Moodle already ships with a phpcs.xml.dist file which specifies the default ruleset (moodle) and the compatible PHP versions (testVersion). That file was introduced via MDL-76727 for 3.11.12, 4.0.6, 4.1.1, and 4.2.

We also generate a phpcs.xml file using the grunt ignorefiles command to ignore things like vendor, and any libs listed in a thirdpartylibs.xml file -- that is site specific, which is why we generate it via a grunt command. If it is not present, the site still gets the benefit of the default ruleset, but if it has been run, then phpcs will ignore files we don't control.

That leaves .phpcs.xml for a moodle install to do their own thing and specify a more stringent standard. That is documented here: https://moodledev.io/general/development/tools/phpcs#configuration

An individual plugin can also just create their own version of any of these files however it will only be used if phcps was run from that directory.

Could we specify moodle in the main phpcs.xml, but then get CiBoT to specify moodle-extra on the command-line when checking core changes.

I don't think we need to really. We already do specify moodle in our phpcs.xml.dist file, and we already use that (not moodle-extra) in cibot.

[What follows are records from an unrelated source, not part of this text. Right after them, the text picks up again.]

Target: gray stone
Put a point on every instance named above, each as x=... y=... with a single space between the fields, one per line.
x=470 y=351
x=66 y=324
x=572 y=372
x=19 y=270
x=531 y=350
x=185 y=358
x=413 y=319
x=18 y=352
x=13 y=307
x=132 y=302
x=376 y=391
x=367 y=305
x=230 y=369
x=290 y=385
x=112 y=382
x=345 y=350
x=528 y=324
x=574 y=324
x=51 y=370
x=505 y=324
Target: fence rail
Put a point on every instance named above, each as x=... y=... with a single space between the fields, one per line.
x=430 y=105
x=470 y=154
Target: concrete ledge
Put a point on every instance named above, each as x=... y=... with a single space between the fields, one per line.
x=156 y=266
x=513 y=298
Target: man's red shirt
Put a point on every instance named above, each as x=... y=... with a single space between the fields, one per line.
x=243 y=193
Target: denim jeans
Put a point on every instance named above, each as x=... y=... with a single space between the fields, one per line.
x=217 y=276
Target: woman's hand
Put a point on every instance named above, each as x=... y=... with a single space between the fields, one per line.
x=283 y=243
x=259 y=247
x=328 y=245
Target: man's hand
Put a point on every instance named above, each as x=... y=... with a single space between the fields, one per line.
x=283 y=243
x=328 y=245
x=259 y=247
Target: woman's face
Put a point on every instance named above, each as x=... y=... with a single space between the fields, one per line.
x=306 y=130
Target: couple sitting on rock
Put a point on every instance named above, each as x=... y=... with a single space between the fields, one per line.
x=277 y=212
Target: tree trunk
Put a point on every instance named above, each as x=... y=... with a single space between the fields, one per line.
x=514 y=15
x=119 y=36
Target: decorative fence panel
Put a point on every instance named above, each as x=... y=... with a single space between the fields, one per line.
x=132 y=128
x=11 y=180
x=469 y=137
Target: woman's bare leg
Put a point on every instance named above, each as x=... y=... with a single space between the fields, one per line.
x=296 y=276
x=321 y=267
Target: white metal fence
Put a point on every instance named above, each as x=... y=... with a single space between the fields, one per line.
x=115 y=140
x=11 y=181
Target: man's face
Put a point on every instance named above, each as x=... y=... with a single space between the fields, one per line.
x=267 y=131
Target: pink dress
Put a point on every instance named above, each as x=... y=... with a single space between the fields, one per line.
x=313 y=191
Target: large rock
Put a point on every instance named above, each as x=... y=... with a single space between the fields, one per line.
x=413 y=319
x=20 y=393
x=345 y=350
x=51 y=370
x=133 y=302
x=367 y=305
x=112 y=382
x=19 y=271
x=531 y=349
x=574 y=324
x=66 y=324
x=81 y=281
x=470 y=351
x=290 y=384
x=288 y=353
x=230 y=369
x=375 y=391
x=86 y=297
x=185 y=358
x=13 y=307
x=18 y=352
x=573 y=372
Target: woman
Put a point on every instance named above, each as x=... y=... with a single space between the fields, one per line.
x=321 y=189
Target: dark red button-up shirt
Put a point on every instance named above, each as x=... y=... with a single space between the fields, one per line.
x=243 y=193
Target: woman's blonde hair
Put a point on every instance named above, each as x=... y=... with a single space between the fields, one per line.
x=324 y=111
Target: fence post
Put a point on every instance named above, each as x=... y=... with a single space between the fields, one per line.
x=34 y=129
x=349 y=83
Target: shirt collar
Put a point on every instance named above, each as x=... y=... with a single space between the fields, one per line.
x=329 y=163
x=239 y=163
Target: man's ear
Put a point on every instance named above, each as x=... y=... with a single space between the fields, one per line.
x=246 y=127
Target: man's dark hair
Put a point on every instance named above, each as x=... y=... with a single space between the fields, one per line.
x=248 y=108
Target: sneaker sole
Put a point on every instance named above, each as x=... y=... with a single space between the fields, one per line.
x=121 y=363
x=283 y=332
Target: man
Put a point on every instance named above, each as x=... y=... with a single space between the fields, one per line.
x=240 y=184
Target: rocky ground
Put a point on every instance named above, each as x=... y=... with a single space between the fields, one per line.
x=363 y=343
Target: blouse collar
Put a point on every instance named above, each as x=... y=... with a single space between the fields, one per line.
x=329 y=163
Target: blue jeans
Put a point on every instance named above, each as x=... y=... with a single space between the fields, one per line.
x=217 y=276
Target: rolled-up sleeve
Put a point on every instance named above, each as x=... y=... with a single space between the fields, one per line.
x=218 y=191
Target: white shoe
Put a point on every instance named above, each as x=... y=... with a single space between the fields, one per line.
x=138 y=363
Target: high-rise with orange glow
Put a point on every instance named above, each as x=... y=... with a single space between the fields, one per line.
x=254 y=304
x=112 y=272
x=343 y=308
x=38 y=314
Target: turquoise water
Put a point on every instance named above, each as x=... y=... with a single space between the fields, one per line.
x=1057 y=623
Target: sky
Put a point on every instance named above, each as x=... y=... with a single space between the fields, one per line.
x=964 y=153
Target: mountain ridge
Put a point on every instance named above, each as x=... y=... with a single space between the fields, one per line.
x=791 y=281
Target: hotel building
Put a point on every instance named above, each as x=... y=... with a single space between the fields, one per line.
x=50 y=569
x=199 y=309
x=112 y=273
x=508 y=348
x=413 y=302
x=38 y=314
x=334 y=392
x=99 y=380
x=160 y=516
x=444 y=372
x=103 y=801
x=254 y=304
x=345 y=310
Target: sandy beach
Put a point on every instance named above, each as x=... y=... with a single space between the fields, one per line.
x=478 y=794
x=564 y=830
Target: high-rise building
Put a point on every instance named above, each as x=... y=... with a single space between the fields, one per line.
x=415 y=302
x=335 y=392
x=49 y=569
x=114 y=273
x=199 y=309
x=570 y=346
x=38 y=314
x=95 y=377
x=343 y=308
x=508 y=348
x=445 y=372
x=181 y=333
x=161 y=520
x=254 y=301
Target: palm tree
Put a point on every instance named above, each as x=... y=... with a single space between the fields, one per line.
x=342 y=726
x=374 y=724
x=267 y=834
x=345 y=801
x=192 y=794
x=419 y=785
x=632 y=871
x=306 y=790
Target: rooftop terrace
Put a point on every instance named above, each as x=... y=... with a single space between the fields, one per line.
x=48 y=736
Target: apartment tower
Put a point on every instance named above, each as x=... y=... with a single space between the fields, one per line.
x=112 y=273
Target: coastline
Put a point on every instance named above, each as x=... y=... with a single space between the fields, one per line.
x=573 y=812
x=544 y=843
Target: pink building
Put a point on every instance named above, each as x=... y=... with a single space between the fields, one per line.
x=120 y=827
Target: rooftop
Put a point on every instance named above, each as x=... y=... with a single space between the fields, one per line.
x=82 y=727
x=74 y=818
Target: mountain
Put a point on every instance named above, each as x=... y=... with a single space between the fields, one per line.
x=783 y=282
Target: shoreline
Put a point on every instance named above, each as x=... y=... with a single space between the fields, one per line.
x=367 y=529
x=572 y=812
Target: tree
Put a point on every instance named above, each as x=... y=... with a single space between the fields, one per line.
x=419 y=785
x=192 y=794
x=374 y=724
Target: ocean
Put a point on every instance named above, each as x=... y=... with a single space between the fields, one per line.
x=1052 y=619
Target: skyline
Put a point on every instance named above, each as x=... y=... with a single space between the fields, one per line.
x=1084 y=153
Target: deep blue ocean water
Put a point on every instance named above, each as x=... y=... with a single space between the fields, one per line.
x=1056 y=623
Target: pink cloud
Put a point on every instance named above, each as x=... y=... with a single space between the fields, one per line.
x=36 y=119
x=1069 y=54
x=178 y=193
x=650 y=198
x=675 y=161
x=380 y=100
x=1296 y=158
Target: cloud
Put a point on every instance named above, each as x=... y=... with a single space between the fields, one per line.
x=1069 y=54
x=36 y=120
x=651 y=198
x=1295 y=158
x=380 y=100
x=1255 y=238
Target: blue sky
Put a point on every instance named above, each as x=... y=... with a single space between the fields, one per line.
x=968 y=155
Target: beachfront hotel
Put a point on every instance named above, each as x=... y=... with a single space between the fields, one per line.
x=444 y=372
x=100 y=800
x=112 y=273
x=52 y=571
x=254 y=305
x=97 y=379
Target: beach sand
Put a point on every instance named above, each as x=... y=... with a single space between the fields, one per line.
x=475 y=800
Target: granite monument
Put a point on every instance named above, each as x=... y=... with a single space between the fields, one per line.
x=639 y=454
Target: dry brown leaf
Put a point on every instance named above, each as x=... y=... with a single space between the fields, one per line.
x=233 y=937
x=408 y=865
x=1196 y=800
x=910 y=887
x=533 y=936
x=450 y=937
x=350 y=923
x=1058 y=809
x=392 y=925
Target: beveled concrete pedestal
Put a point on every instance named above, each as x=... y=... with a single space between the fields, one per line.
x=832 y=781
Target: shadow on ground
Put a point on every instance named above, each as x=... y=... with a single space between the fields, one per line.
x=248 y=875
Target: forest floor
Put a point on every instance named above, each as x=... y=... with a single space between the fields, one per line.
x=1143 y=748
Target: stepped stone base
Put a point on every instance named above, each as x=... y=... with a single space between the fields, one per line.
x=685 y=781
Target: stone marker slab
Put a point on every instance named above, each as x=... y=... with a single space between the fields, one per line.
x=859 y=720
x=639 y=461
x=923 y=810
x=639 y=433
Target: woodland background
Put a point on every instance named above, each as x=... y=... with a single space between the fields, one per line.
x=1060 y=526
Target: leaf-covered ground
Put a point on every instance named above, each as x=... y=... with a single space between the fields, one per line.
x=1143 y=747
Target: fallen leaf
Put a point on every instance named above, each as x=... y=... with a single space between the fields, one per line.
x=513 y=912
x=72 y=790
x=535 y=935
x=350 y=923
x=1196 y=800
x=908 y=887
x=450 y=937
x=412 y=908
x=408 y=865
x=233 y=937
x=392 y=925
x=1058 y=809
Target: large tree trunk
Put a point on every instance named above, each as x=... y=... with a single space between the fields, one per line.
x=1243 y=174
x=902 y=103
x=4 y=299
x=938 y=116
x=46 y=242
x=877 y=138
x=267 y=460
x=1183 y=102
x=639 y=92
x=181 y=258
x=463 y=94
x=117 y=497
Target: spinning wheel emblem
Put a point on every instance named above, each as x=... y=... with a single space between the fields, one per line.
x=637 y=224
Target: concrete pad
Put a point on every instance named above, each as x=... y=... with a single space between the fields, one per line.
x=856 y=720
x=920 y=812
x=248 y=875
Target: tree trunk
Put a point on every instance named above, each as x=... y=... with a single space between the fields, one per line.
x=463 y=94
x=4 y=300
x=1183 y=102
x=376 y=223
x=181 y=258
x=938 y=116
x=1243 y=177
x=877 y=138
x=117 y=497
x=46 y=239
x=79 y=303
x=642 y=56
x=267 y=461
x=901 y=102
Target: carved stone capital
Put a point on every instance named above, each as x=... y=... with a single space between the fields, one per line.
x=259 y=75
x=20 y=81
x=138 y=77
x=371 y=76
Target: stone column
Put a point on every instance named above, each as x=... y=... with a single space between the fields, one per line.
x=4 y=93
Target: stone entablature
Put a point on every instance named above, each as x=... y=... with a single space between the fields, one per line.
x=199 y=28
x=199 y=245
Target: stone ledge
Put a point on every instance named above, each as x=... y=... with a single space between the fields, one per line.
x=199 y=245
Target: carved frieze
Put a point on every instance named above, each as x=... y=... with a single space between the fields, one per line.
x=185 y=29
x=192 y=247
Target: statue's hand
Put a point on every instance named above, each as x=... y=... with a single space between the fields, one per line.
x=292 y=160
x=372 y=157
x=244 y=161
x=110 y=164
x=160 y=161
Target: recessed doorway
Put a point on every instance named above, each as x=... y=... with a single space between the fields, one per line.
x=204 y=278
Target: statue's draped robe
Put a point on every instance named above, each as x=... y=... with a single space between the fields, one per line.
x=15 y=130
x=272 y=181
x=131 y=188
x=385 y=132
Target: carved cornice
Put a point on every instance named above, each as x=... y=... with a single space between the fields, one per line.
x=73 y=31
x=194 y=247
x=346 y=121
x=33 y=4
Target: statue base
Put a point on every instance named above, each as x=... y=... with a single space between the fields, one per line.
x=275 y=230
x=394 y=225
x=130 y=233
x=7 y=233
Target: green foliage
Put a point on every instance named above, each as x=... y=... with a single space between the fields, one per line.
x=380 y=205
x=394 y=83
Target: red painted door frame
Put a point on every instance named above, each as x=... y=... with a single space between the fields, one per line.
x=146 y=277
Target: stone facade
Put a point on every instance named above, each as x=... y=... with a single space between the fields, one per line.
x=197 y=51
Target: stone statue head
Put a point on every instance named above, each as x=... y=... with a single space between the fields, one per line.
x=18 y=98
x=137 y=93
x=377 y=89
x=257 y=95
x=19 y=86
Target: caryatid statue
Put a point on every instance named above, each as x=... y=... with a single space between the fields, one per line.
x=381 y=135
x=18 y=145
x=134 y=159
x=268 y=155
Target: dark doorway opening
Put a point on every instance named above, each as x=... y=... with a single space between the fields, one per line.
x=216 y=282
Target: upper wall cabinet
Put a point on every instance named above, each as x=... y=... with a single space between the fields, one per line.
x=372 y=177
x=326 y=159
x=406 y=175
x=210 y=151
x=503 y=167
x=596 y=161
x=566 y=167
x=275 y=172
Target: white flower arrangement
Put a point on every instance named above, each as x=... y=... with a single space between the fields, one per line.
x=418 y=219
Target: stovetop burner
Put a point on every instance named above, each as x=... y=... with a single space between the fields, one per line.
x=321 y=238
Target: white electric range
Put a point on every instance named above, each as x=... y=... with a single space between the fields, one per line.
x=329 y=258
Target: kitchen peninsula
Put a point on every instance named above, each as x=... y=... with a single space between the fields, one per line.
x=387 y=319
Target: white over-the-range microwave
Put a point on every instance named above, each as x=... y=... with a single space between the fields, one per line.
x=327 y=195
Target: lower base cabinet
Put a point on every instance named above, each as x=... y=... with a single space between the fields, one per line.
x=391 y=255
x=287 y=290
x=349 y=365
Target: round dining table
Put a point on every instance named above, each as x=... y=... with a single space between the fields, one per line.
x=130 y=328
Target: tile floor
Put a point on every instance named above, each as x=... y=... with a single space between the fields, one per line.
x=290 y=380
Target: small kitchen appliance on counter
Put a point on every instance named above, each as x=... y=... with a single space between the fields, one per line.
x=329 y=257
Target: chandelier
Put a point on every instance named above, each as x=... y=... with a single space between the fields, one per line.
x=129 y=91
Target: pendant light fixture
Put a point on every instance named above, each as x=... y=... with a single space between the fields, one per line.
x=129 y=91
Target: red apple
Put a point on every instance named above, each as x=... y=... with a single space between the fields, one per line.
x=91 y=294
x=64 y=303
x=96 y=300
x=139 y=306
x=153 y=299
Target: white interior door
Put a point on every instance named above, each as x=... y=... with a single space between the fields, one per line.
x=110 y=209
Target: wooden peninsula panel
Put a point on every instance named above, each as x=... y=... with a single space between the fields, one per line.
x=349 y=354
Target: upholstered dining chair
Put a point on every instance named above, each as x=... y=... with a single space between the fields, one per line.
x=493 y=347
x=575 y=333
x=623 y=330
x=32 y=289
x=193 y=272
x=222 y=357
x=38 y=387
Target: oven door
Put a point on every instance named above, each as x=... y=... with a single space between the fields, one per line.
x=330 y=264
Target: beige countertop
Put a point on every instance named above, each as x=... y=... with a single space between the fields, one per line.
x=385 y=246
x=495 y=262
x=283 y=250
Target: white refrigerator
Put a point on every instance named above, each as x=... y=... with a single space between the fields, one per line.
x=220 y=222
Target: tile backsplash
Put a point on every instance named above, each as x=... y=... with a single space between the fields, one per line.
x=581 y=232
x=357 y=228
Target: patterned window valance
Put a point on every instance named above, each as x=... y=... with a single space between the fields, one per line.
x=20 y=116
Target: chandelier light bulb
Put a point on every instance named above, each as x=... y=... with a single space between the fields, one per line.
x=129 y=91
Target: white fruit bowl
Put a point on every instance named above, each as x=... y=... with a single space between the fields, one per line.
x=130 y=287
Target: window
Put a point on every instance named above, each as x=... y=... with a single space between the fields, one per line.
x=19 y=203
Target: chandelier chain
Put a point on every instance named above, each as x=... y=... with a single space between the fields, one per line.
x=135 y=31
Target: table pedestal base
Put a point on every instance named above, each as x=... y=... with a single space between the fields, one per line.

The issue is that we include some sniffs which upset people who are calling it in a plugin and don't want certain sniffs (like the TODO one).

Additionally our moodle-plugin-ci tooling allows you to override the --standard option in your GHA workflow.

Ultimately I'm not sure what else we can actually do in that regard because of how phpcs picks up config files.